Closure of UNMIS
UNMIS wound up its operations on 9 July 2011 with the completion of the interim period agreed on by the Government of Sudan and Sudan People’s Liberation Movement in the Comprehensive Peace Agreement (CPA), signed on 9 January 2005.
The mission ended its six years of mandated operations the same day South Sudan declared independence, following a CPA-provided referendum on 9 January 2011 that voted overwhelmingly in favour of secession.
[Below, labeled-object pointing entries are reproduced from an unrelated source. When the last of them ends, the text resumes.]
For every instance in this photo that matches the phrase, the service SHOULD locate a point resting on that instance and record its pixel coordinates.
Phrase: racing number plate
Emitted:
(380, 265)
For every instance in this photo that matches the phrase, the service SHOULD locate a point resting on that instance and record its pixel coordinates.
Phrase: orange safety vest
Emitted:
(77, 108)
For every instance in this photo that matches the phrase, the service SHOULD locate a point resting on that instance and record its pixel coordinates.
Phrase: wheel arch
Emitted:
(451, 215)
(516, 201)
In support of the new nation, the Security Council established a successor mission to UNMIS – the UN Mission in South Sudan (UNMISS) – on 9 July for an initial period of one year, with the intention to renew for further periods as required.
14 Jan 2011
13 January 2011 – One day before voting began in the Southern Sudan referendum, Khamis Unywok packed up his wife, five children and all their belongings to return to his birthplace.
The family boarded a truck bound for the Upper Nile State capital of Malakal under the auspices of the Government of Southern Sudan's programme for returning internally displaced persons.
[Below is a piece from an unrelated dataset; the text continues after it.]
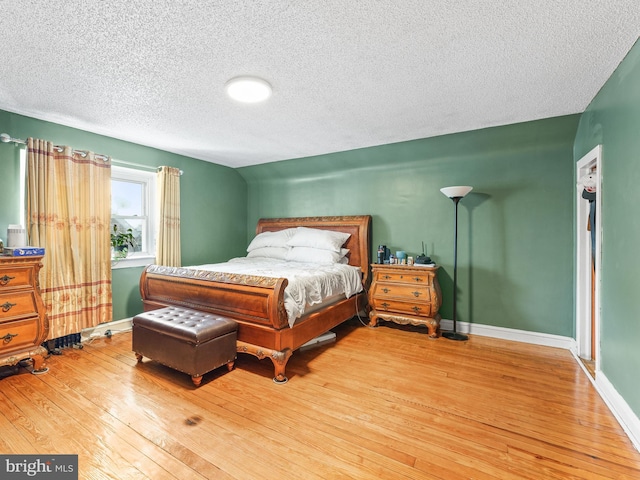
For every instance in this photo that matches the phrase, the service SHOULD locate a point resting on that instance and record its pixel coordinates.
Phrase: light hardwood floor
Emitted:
(383, 403)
The Unywok family arrived in Malakal on 12 January, but that left the 45-year-old auto mechanic with a problem. He had registered to vote in Khartoum, where Mr. Unywok has lived for the past 21 years. He now hopes to dash back to the national capital in time to cast his ballot before voting ends next Saturday.
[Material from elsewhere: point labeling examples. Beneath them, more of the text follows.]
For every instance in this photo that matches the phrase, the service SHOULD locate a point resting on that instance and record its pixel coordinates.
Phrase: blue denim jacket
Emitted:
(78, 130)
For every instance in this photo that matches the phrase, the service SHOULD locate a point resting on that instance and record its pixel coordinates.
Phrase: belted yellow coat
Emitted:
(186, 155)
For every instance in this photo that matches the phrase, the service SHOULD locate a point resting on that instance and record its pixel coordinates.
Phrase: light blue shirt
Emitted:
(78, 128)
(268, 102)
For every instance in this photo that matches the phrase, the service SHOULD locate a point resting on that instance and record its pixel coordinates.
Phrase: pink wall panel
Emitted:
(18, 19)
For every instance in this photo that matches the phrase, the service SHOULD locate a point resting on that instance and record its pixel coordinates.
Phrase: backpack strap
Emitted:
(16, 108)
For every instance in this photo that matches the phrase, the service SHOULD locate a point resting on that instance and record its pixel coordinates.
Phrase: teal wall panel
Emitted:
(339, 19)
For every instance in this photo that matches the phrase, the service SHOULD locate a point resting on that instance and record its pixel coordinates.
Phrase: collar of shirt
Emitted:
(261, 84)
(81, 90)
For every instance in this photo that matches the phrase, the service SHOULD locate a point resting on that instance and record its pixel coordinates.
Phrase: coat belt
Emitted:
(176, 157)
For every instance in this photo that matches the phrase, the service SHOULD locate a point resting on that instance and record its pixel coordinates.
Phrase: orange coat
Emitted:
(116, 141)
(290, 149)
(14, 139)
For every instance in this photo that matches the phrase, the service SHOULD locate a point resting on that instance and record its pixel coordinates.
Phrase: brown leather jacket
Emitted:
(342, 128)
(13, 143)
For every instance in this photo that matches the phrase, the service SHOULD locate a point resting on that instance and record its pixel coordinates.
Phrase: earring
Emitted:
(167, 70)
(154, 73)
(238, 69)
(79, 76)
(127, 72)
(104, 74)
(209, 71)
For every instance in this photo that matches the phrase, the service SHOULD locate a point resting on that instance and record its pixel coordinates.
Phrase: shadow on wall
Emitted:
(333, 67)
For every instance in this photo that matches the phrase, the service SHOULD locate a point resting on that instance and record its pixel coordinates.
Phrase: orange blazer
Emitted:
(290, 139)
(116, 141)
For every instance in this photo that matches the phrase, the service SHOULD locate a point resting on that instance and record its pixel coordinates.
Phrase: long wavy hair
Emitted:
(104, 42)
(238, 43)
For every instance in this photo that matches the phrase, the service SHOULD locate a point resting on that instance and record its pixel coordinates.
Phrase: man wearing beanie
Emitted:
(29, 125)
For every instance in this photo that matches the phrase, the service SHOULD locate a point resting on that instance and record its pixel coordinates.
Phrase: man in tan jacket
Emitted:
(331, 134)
"I don't want to miss my chance," said the native of Panyikang County in Upper Nile State. "I will go by either bus or boat to return to Khartoum to vote."
When he returns from North Sudan, Mr. Unywok plans to settle down in Malakal where job opportunities for a mechanic should be more abundant than in Panyikang County.
Josef Ajak arrived in Malakal on the first day of voting and went to his designated polling centre on 10 January.
He was eight years old when he moved with his mother from the Upper Nile State town of Kodok to Khartoum. Twenty-three years later, Mr. Ajak made the decision to go home to Southern Sudan.
But like Mr. Unywok, the father of three will start a new life in Malakal. "It's easier to find a job here because it's a big town," he said. "We have wider opportunity."
According to the UN Resident Coordinator's Support Office, 29,556 returnees have arrived in Upper Nile State from North Sudan with assistance from the Government of Southern Sudan. Less than 2,000 have reached their final destination in the counties of Baliet, Ulang and Nasir. The rest remain hunkered down in the state capital.